I also typically require my students to make class presentations
based on their research projects. There
are several reasons for this:
- The
act of presenting one’s research while the project is still in progress
often clarifies insights and highlights further possibilities for
research.
- Presenting
to others gives you the chance to see how well your audience understands
your project and how interested they are in your question and your
findings.
- Presenting
to others allows you to hear from them their questions, suggestions,
resources, and other suggestions that should prove helpful to you as you
finish your project.
I very purposefully do not
give my students a set format to follow in creating their presentations. This is because the creative and critical
thinking you do when you decide how to compose your presentation is not only
good for you (builds character, makes you smarter, etc.), it helps you
understand your project better. Plus,
the variety and surprise makes the presentations a lot more enjoyable.

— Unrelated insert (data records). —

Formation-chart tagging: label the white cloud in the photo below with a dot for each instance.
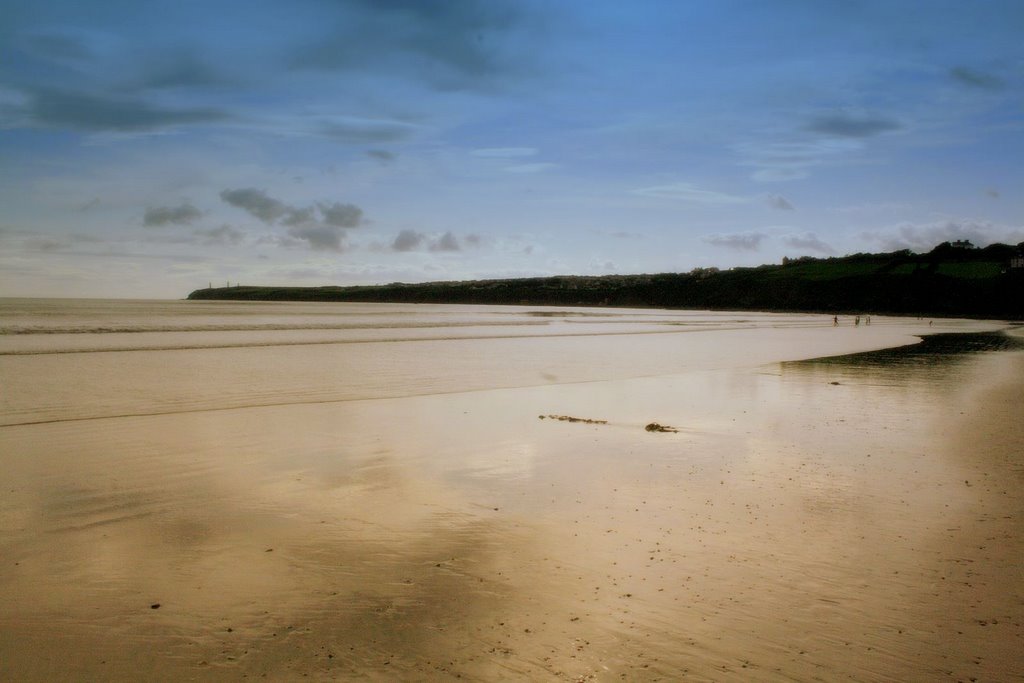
(923, 237)
(689, 193)
(807, 242)
(749, 241)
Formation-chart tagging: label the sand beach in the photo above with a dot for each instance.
(203, 491)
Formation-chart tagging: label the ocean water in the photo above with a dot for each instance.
(70, 359)
(217, 491)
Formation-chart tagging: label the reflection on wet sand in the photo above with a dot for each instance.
(793, 528)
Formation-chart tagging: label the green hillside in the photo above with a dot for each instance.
(953, 279)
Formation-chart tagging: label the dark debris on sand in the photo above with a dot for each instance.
(567, 418)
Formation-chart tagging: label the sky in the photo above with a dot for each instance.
(150, 148)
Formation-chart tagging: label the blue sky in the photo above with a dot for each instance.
(147, 148)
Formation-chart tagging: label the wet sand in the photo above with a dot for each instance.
(853, 518)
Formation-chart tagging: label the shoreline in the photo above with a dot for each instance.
(817, 517)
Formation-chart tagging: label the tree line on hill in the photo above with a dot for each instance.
(954, 279)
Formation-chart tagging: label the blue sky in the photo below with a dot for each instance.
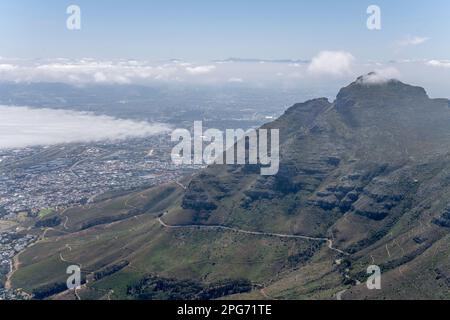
(204, 30)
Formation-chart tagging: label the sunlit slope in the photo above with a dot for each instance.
(363, 180)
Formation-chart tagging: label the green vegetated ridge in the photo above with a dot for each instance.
(363, 180)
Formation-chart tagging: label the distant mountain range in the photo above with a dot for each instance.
(363, 180)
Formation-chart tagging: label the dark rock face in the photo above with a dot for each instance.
(444, 219)
(352, 156)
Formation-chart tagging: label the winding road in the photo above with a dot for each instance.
(255, 233)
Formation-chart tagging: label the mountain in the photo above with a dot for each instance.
(363, 180)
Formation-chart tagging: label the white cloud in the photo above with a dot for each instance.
(413, 41)
(380, 76)
(235, 80)
(439, 63)
(331, 63)
(200, 69)
(22, 127)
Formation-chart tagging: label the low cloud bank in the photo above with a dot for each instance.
(24, 127)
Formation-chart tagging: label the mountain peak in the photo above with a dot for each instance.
(377, 86)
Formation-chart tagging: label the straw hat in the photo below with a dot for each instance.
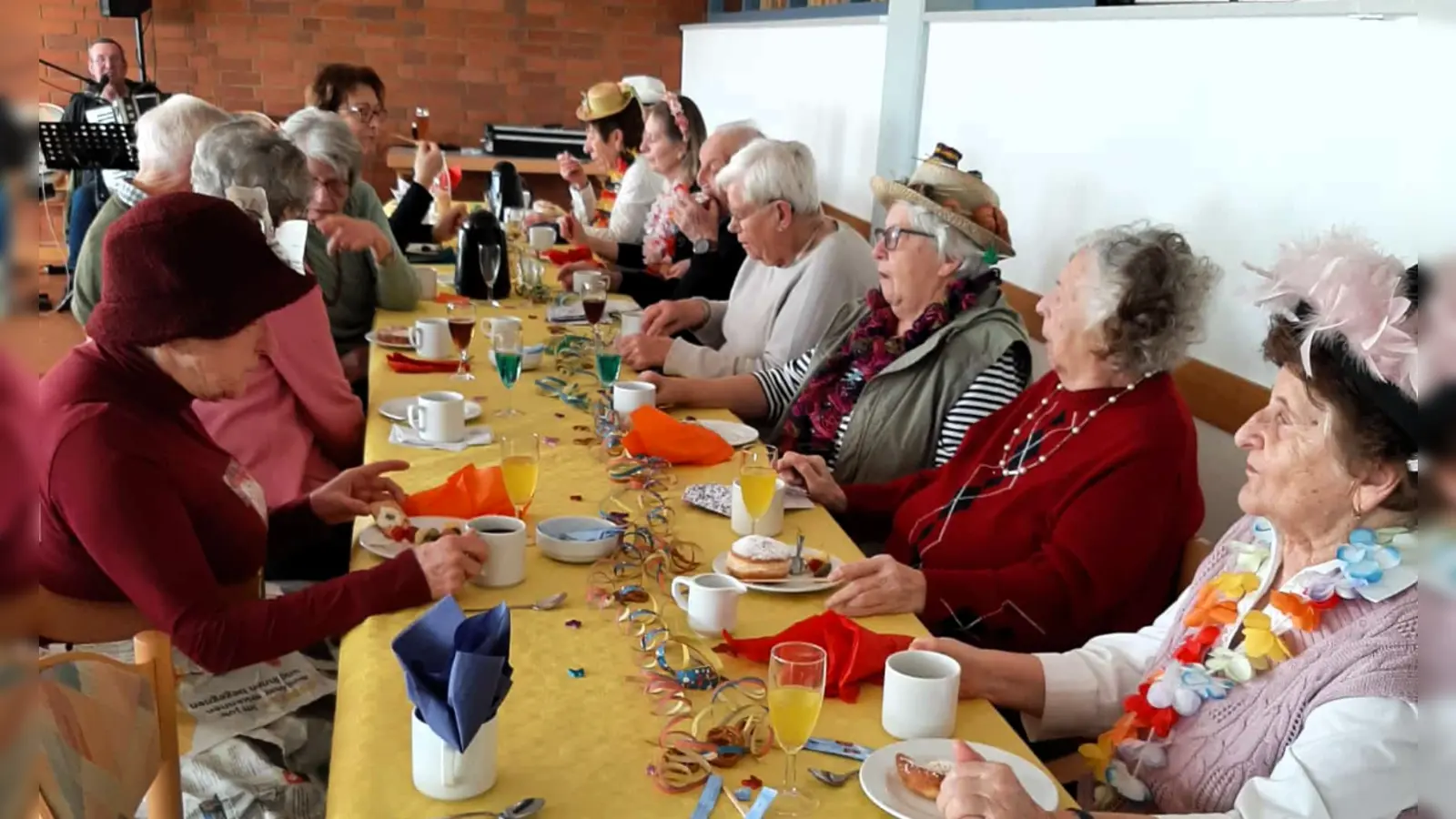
(958, 197)
(604, 99)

That said, below I list suggestions and guidelines that may
help you as you create your presentation.
- Most
class presentations last about fifteen minutes. Plan your time carefully and practice
your presentation a couple of times on a real, live, human audience.
- Spend
a few minutes (3-5?) orienting your audience to your research topic and
your research question.
- Use multi-media
in your presentation. Include audio
(music and/or spoken voice), video, PowerPoint, the www, photographs,
paintings, drawings, posters, handouts, bibliographies, disco lighting, or
whatever else will get your audience excited about your project.
- Reserve
at least half of your presentation time for getting your audience actively
involved in wrestling with what you judge to be the most challenging,
provocative, or rewarding issue/ question/ angle of your topic. This is the part where you, the
presenter, STOP talking and your audience starts talking (or writing, or
performing, or whatever)
- Use
writing-to-learn and writing-to-think as a strategy to get your audience
talking. For example, ask them to
write for one minute their thoughts or questions
about your key question or issue or problem before you ask them to start
talking.
If you are excited about your presentation and prepare it
thoroughly and creatively based on your substantive research, you and your
audience (and your professor) are sure to enjoy and learn from it.